Step 303, performing object detection on the image to be detected to determine the detection frame information included in the image to be detected and the second probability of the class to which the object in the detection frame belongs.

And 304, under the condition that the first probability is the probability that the image to be detected belongs to each scene, determining the maximum probability from the first probabilities.

And 305, under the condition that the maximum probability is smaller than the first threshold, updating the second probability corresponding to each detection frame according to the maximum probability to obtain a third probability corresponding to each detection frame.

And step 306, generating a detection result corresponding to the image to be detected according to the third probability corresponding to each detection frame.

In the present disclosure, steps 301 to 306 are similar to those described in the above embodiments, and therefore are not described herein again.

And 307, under the condition that the maximum probability is greater than or equal to the first threshold, generating a detection result corresponding to the image to be detected according to the detection frame information and the class to which the object in the detection frame belongs.
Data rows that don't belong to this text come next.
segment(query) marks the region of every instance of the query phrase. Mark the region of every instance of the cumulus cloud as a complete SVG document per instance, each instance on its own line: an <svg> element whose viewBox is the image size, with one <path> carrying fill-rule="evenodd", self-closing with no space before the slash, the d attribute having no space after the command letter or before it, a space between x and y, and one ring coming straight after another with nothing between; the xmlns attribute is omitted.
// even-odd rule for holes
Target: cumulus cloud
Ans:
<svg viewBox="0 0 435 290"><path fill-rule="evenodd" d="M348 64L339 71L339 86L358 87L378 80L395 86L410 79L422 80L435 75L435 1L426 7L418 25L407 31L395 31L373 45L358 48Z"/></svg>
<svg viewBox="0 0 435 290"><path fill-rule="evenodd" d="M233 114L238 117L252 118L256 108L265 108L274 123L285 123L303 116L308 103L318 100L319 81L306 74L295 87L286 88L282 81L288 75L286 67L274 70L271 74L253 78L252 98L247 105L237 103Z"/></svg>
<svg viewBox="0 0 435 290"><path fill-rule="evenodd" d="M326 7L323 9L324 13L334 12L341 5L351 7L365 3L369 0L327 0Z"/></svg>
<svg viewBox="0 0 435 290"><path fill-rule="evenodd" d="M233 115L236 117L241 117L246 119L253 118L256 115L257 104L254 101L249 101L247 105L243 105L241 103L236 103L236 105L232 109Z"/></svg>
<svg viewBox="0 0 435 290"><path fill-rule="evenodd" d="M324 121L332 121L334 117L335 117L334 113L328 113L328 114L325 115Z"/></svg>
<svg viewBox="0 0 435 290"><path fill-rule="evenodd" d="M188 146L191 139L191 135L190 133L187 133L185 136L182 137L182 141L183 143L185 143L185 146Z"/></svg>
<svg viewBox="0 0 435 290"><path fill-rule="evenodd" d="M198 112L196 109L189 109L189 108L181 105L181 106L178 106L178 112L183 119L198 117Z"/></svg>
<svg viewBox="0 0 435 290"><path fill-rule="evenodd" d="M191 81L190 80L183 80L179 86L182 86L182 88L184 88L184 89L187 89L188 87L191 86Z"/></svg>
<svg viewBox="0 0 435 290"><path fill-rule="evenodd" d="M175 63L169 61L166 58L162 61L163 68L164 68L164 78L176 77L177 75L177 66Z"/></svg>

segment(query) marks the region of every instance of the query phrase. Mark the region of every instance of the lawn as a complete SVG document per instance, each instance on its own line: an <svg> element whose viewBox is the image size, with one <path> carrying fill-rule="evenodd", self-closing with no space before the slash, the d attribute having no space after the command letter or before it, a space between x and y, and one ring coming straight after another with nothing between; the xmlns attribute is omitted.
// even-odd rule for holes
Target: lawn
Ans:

In the disclosure, the image to be detected belongs to a scene corresponding to the maximum probability in the first probabilities of the scenes, and the scene to which the image to be detected belongs may be considered, and when the maximum probability is greater than or equal to the first threshold, the scene to which the image to be detected belongs may be considered to have appeared in the training set, and at this time, the detection result of the image to be detected may be generated directly according to the detection frame information obtained by performing the object detection on the image to be detected and the category to which the object in the detection frame belongs.

Therefore, when the scene to which the image to be detected belongs is a scene appearing in the training set, the detection result is generated directly according to the detected detection frame information and the class to which the object in the detection frame belongs, and the detection accuracy is improved.

For example, there are 4 scenes a1, a2, A3, and a4, the first probabilities that a certain to-be-detected image b belongs to each scene are 0.8, 0.6, 0.5, and 0.5, respectively, the to-be-detected image b includes 3 detection frames, the first probability that the to-be-detected image b belongs to the scene a1 is 0.8, which is the maximum probability, and is greater than the first threshold value 0.7, and then the detection result of the to-be-detected image b can be generated according to the detected 3 detection frames and the category to which the object in each detection frame belongs.

In the embodiment of the disclosure, under the condition that the first probability is the probability that the image to be detected belongs to each scene, if the maximum probability in the first probabilities is smaller than the first threshold, the second probability of the category to which the object in each detection frame belongs may be updated based on the maximum probability, and the detection result is generated based on the updated probability; if the maximum probability in the first probabilities is greater than or equal to the first threshold, the final detection result can be generated directly according to the detection frame information contained in the image to be detected and the class to which the object in the detection frame belongs. Therefore, the final detection result of the image to be detected is generated by combining the probability that the image to be detected belongs to each scene, and the detection accuracy is improved.

In an embodiment of the present disclosure, when the first probability is a probability that the image to be detected belongs to each scene, the second probability corresponding to each detection frame may also be directly updated according to a maximum probability of the first probabilities corresponding to the image to be detected to generate a third probability, and a final detection result may be generated according to the third probability corresponding to each detection frame.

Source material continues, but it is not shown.